Tal vez haya llegado el momento de abandonar el relato ingenuo del progreso automático. Porque si algo está claro es que el futuro no será humano por defecto. Tendremos que construirlo entre todos, defenderlo frente a los que tengan una visión monopolista y, ante todo, hallar las respuestas que den sentido al trabajo y a su prestación en forma de empleo en el futuro. El progreso real no se mide solo en innovación, sino en inclusión. El verdadero dilema no es tecnológico, es profundamente humano.
Las evidencias históricas muestran que el progreso tecnológico “creará más empleo del que destruye”. Es con probabilidad una frase optimista, reconfortante… y quizás profundamente incompleta. Mientras tanto, la narrativa dominante insiste en proclamar que “habrá nuevos empleos… solo hay que reciclarse”. Pero la realidad no está escrita de antemano y puede ser muy diferente. La renovación o reconversión individual es inapelable, pero no será tan rápida como puede parecer. Y más cuando constatamos que muchas de las nuevas opciones laborales son de bajo valor añadido y, en consecuencia, se ofrecen en condiciones de baja calidad.

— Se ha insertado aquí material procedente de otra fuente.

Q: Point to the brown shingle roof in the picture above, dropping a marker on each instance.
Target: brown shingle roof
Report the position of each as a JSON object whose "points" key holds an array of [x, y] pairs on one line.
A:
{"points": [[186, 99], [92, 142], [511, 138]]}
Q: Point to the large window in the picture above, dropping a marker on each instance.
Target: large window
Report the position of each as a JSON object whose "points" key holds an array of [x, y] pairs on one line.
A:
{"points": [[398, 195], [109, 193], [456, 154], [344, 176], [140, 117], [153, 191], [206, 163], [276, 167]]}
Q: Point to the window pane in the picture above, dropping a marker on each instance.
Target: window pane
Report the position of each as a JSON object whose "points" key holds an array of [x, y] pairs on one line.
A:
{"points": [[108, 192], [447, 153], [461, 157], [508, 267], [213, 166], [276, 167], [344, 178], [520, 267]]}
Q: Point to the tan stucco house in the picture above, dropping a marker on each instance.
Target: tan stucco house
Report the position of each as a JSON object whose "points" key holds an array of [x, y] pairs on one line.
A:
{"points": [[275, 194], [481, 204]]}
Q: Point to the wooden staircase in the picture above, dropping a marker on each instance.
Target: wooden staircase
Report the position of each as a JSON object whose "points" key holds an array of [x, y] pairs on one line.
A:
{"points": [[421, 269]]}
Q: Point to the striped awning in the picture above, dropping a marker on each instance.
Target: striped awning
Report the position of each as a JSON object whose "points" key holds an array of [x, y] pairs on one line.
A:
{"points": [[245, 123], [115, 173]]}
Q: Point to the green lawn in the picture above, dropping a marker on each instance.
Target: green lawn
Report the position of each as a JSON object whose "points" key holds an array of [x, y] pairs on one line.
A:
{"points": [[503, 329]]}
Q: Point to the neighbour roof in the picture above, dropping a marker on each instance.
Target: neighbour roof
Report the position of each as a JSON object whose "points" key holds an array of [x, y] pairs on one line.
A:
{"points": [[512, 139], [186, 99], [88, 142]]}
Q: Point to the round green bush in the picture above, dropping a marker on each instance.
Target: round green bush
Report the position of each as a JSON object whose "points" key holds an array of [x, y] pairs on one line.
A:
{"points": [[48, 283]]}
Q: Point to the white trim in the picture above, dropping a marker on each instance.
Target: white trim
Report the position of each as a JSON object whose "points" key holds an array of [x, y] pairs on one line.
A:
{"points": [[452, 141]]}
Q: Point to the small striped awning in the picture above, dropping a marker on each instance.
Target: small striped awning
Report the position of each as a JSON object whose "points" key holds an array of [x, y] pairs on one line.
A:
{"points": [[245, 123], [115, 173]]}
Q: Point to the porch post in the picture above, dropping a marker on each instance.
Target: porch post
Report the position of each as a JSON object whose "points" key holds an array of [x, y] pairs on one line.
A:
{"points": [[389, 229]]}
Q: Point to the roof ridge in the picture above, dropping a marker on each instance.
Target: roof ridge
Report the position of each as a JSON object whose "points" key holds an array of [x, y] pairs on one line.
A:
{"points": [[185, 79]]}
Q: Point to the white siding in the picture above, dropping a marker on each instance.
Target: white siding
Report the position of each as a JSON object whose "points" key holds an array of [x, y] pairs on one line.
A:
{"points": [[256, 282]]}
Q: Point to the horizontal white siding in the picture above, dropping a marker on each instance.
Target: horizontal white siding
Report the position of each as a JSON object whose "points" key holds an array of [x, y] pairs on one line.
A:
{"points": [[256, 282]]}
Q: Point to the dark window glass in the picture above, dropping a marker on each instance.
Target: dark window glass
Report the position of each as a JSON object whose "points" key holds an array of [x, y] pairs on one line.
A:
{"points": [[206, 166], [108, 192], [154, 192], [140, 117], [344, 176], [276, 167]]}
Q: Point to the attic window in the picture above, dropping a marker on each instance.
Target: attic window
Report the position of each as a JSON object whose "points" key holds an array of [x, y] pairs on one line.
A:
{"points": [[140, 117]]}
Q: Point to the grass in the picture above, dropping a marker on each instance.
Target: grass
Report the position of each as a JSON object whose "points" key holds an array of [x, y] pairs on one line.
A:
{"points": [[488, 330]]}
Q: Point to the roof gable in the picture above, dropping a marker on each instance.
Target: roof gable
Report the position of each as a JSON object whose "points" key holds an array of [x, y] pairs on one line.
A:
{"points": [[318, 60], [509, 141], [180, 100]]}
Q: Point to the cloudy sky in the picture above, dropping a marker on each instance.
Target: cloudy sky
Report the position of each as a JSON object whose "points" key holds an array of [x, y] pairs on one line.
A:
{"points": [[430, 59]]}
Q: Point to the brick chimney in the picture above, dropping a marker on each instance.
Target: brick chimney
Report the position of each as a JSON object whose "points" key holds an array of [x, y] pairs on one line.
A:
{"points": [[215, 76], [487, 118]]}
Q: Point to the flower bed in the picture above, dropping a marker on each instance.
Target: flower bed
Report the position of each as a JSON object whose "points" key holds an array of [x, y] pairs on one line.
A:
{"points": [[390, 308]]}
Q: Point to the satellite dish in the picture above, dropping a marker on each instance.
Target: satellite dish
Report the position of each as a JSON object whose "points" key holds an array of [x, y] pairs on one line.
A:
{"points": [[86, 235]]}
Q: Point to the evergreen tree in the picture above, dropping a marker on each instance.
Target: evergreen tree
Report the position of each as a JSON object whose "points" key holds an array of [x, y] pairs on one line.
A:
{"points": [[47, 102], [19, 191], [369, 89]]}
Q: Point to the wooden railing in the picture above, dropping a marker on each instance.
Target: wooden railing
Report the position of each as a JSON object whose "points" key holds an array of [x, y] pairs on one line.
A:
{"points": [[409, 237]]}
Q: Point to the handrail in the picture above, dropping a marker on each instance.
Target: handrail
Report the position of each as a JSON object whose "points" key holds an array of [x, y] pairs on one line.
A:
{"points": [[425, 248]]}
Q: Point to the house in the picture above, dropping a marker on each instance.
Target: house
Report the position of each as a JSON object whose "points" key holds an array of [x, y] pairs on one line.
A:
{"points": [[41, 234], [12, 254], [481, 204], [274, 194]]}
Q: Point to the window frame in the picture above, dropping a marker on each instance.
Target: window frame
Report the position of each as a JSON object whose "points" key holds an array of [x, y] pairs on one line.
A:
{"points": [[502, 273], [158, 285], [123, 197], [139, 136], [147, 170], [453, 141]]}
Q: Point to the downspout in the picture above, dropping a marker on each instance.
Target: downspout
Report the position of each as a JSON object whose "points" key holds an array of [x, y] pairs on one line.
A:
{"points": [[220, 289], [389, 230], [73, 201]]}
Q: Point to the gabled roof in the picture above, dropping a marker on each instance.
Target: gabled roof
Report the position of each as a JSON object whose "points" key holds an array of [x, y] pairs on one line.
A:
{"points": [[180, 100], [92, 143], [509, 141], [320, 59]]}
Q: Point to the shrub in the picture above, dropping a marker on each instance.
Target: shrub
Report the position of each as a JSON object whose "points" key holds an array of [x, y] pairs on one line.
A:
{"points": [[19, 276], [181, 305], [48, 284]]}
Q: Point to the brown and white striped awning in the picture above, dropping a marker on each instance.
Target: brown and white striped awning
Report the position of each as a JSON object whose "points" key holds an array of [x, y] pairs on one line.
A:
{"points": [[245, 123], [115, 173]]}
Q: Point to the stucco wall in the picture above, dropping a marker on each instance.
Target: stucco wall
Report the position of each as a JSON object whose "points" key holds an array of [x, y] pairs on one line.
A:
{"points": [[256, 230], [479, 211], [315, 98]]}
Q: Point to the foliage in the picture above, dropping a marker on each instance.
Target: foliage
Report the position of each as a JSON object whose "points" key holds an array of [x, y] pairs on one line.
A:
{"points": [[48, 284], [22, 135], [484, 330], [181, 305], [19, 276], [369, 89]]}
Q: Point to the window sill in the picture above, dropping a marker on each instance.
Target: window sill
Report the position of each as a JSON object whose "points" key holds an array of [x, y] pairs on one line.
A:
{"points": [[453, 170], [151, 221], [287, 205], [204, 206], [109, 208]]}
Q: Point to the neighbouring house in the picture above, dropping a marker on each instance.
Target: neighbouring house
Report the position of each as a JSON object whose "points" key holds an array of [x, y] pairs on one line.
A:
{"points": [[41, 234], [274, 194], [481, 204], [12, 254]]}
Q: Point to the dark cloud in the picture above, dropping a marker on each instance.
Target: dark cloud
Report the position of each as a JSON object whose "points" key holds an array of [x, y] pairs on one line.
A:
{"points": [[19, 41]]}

Es muy posible que en un próximo futuro el trabajo llegue a perder el sentido colectivo que ha tenido desde el inicio de la revolución industrial. Es plausible –y recordemos que mi planteamiento se puede definir como neutro– que vayamos hacia un contexto en el que solo un determinado porcentaje de personas puedan acceder a él mientras el resto tenga que sobrevivir en los márgenes. Ya no vale el “¿cómo nos adaptamos al futuro del trabajo?”. La perspectiva es otra: ¿cómo queremos que sea el futuro? ¿de qué manera vamos a construirlo? ¿estamos dispuestos a que el trabajo pierda su condición de elemento sustancial de nuestros entornos sociales? Deberíamos de tomar consciencia de que es un imperativo ejercer un control social sobre los que diseñan, deciden e implementan el nuevo modelo social.
Sí, el cambio es incómodo. Pero también inevitable. Y si lo abrazamos con inteligencia, con valentía y con una pizca de irreverencia, el mundo que estamos empezando a vivir puede ser extraordinario. En el caso contrario puede ser el fin de nuestra especie. Hay una frase que resume todo esto, y que Sala i Martín repite como un mantra implícito en su libro: “El progreso no es el enemigo, es la solución”.
En vez de pelearnos con la tecnología, deberíamos aprender a cabalgarla. No como jinetes que temen al caballo, sino como arquitectos del futuro. Así que, la próxima vez que alguien diga que "los robots nos van a quitar el trabajo", deberíamos responderle, con una mirada profunda: los robots evitarán que tengamos que desarrollar actividades rutinarias, de poco valor y nos permitirán dedicarnos a otras en las que podamos expresar de forma más diáfana las capacidades humanas.
En cualquier caso, vamos a tener que trabajar intensamente si queremos que el progreso social siga entre nosotros.